NEW YORK – The British government has welcomed last month’s renewal of arms embargo and sanctions imposed by the United Nations Security Council (UNSC) on South Sudan, and yet warned that failure to protect aid workers may result in introduction of newer ones.
Speaking during a briefing to the UN Security Council by the SRSG and head of UNMISS, Nicholas Haysom, acting British envoy to the UN, James Roscoe, stressed that there is a significant humanitarian crisis in South Sudan and people are in need of food assistance.
“…..we should also acknowledge that there is a significant humanitarian crisis in South Sudan, and many more people are in need of humanitarian assistance than at any time since South Sudan’s independence.

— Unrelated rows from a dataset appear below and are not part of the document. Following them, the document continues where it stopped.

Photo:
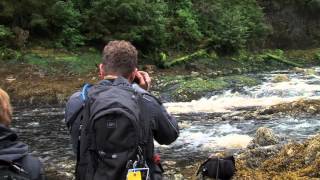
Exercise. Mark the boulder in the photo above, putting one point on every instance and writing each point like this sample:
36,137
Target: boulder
264,137
298,70
280,78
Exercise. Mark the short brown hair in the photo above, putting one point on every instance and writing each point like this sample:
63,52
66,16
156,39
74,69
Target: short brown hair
120,57
5,108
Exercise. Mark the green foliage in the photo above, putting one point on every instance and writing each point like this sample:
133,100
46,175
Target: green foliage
138,21
65,17
317,56
183,23
9,54
231,25
54,62
5,35
199,54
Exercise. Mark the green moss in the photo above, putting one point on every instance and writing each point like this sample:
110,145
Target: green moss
201,85
53,62
186,88
241,80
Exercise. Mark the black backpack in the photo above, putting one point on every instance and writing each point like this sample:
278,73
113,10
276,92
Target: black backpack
218,167
111,133
12,171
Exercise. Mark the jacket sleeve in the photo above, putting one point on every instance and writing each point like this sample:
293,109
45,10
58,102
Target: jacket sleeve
165,127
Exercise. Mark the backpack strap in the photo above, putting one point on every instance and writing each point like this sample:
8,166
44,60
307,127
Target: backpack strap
13,167
84,91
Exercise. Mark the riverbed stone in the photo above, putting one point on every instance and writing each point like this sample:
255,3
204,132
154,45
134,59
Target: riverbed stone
264,137
298,70
280,78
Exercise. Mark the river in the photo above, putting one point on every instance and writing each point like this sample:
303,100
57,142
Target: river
205,127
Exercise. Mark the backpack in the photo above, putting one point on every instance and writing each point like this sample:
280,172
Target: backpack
218,168
12,171
74,115
111,137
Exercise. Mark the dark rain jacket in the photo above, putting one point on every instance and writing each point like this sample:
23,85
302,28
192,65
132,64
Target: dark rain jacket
163,127
12,150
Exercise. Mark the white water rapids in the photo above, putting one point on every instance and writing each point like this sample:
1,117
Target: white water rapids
201,134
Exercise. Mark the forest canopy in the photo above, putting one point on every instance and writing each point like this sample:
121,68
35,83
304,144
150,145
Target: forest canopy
153,26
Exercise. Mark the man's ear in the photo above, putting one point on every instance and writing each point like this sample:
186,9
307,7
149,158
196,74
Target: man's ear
132,76
102,71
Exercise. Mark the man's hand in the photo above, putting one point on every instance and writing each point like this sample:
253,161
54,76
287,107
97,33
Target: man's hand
144,80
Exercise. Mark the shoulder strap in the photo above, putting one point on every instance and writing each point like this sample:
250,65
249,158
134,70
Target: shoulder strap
13,167
84,91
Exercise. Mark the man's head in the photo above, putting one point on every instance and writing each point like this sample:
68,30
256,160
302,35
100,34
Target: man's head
120,58
5,108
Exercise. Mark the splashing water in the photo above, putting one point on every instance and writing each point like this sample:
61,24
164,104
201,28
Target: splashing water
269,93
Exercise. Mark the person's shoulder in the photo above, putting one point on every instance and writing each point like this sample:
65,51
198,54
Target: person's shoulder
33,166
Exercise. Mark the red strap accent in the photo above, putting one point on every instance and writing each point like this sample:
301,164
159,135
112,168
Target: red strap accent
156,158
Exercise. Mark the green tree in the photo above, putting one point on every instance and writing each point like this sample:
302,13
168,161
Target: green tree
183,23
138,21
231,25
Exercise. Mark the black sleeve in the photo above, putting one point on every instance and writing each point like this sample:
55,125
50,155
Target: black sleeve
165,128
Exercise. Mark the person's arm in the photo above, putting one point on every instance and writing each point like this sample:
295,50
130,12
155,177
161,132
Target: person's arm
165,128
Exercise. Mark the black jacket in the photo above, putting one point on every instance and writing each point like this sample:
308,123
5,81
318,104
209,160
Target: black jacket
12,150
161,126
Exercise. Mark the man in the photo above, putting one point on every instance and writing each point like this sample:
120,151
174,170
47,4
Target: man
15,161
117,91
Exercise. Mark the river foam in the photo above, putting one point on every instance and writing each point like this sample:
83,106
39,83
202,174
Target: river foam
269,93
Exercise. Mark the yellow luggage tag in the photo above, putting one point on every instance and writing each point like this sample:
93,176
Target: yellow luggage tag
134,175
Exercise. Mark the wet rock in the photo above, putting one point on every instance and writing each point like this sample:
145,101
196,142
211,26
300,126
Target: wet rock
149,68
178,177
264,137
302,107
312,151
195,74
237,71
298,70
254,157
280,78
291,161
310,72
184,125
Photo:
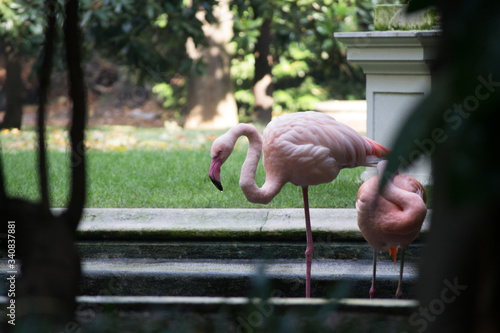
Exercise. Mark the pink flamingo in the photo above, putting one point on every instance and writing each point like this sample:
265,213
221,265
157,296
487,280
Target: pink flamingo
305,148
391,219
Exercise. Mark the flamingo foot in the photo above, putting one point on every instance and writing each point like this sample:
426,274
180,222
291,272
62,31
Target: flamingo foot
309,255
310,246
399,291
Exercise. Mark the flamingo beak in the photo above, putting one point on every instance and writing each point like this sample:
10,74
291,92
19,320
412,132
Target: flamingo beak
214,172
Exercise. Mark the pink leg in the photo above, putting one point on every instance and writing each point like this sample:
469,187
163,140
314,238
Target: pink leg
372,288
399,291
309,247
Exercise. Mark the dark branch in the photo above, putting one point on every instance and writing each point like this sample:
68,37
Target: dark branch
78,95
45,72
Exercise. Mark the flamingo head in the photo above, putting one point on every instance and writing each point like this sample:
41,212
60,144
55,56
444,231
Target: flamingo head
220,151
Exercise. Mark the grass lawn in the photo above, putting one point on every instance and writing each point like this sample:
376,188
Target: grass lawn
163,178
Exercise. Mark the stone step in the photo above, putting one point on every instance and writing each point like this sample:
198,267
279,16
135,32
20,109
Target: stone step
220,224
238,314
230,278
157,249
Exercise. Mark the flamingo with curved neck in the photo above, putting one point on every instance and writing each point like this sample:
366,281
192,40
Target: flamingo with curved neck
391,219
304,148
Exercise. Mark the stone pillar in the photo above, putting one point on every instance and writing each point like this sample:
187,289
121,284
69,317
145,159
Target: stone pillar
396,64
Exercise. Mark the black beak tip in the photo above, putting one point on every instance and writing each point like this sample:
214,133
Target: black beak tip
217,184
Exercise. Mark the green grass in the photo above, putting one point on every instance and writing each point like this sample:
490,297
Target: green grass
162,178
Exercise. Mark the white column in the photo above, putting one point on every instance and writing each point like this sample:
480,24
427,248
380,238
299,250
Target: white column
396,64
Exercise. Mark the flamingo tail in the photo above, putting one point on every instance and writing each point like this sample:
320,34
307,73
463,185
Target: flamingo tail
393,251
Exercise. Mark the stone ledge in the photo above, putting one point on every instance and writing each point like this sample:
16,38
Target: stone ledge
227,224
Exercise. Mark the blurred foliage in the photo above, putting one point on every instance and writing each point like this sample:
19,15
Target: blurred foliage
148,40
147,37
21,25
305,55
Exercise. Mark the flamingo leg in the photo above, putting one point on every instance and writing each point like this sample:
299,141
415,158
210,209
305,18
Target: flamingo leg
372,288
309,247
399,292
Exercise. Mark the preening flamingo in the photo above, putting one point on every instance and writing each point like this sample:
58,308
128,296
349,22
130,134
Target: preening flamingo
391,219
304,148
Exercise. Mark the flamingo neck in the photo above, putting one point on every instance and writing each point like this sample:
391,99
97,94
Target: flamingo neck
248,185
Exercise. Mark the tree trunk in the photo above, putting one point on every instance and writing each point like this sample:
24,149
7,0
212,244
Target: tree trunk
262,85
211,102
13,89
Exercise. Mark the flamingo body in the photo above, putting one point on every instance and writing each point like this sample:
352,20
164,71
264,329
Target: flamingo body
391,219
304,148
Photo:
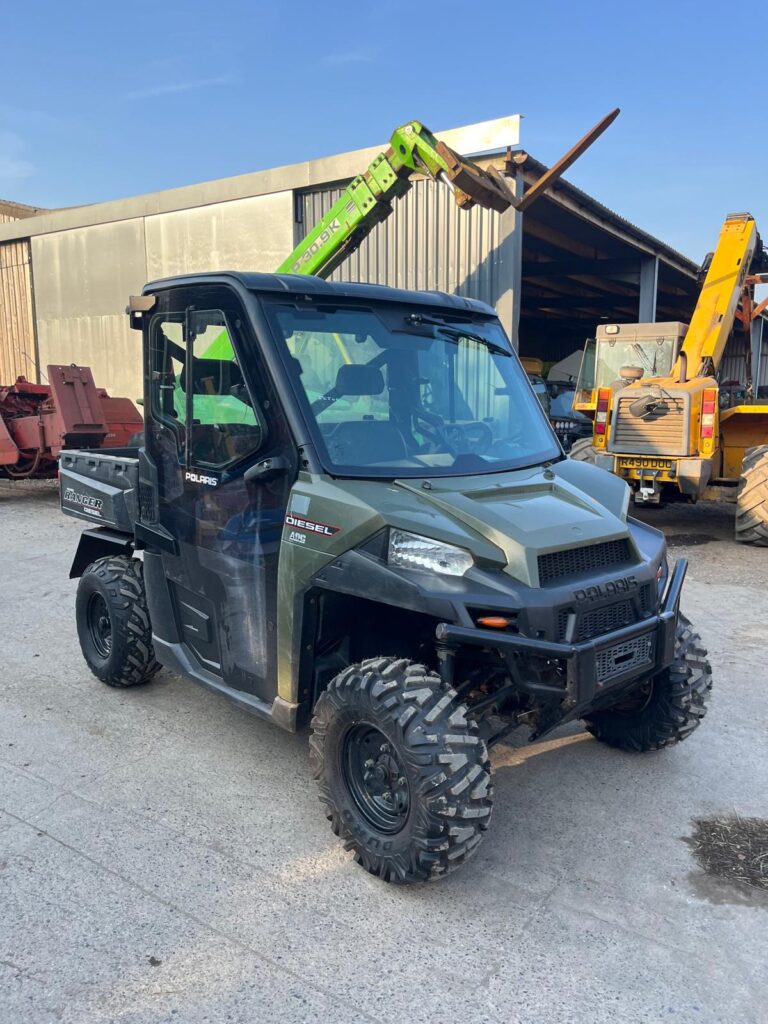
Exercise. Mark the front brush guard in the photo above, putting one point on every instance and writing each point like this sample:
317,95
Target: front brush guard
582,662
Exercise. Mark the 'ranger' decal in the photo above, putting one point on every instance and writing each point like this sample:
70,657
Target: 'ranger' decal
87,503
310,525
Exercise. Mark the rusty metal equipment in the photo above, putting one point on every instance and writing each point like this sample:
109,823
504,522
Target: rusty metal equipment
38,420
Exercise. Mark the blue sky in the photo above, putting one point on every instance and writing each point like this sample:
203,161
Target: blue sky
99,100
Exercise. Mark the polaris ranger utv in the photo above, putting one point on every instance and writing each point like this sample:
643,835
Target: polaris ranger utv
350,512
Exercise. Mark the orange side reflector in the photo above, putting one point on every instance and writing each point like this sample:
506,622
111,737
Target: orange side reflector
494,622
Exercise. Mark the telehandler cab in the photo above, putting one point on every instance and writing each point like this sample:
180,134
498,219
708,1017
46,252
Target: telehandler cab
664,419
350,512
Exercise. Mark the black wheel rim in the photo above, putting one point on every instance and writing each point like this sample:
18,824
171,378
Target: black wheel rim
376,778
637,702
99,625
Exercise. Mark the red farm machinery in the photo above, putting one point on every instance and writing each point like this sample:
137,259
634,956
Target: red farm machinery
38,420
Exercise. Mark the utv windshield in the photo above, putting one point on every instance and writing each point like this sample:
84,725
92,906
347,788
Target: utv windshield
401,391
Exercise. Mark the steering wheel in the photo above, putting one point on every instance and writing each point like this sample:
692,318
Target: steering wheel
432,427
469,437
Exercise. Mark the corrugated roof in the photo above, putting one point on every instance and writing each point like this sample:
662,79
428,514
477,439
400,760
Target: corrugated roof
584,200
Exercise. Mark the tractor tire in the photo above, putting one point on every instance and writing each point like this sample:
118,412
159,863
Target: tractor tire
113,622
583,451
668,709
402,773
752,502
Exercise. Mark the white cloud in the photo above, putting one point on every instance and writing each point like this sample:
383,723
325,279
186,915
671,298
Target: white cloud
174,87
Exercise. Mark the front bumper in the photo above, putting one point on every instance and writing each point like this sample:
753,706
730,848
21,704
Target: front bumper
591,668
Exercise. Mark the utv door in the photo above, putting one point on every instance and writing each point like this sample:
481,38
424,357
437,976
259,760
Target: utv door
214,428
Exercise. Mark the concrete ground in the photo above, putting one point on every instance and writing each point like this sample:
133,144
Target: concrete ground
163,855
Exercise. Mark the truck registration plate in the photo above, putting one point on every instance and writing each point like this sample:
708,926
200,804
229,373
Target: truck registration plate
645,463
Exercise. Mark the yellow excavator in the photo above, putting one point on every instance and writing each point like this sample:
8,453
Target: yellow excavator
663,419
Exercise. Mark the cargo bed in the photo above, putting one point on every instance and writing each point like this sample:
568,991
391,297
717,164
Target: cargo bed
100,487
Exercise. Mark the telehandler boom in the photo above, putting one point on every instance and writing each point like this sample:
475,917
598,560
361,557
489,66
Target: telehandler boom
414,150
664,419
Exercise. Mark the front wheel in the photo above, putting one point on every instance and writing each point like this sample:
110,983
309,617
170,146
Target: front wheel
402,773
665,710
113,622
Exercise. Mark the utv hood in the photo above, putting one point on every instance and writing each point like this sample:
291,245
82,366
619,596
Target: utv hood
531,512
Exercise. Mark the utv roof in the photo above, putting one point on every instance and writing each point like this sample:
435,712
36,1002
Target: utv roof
296,284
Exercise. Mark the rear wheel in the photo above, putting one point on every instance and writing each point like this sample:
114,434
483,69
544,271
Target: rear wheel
403,775
752,502
665,710
583,451
113,622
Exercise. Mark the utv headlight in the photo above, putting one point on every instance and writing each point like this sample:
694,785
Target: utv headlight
663,574
411,551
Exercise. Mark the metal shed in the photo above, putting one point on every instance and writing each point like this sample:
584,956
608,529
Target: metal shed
17,332
553,274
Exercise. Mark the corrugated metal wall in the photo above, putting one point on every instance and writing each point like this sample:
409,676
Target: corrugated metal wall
734,365
426,244
16,321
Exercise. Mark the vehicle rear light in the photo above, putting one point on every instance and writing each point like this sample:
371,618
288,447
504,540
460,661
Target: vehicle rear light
601,412
709,409
494,622
603,399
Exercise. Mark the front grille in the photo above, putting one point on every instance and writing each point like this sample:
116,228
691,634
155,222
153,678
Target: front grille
598,622
574,560
664,431
622,657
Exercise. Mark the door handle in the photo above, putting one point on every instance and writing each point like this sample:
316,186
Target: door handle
267,469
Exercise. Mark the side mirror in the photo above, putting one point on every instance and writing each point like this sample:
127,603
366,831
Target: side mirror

The great tragedy of this is of course that it is largely man-made and largely preventable,” Mr. Roscoe told the Council.
The British diplomat urged the government of South Sudan to cooperate with the donor community in addressing the crisis and also to address the rampant corruption that is partly contributing to the humanitarian crisis in the world’s youngest country.
“We call on the Government of South Sudan today to take responsibility and act in genuine partnership with the donor community to address this crisis because development assistance is only part of the solution. The government must themselves tackle corruption, drive economic reform and respect the Status of Forces Agreement,” he said.
He stressed that “obstructions against aid workers are unacceptable, as is the killing of humanitarian workers. We urge the South Sudanese authorities to take action to guarantee the safety of those delivering life-saving assistance and to hold perpetrators to account.”
On failure by the government to humanitarian aid workers, the British diplomat threatened: “And if they fail to do so, we need to consider new sanctions listings.”
“We welcome that this Council recently renewed the arms embargo, sanctions regime and the Panel of Experts’ mandate. We encourage the Government to take forward tasks on the arms embargo benchmarks, including the establishment of the Necessary Unified Force with a genuinely unified command.”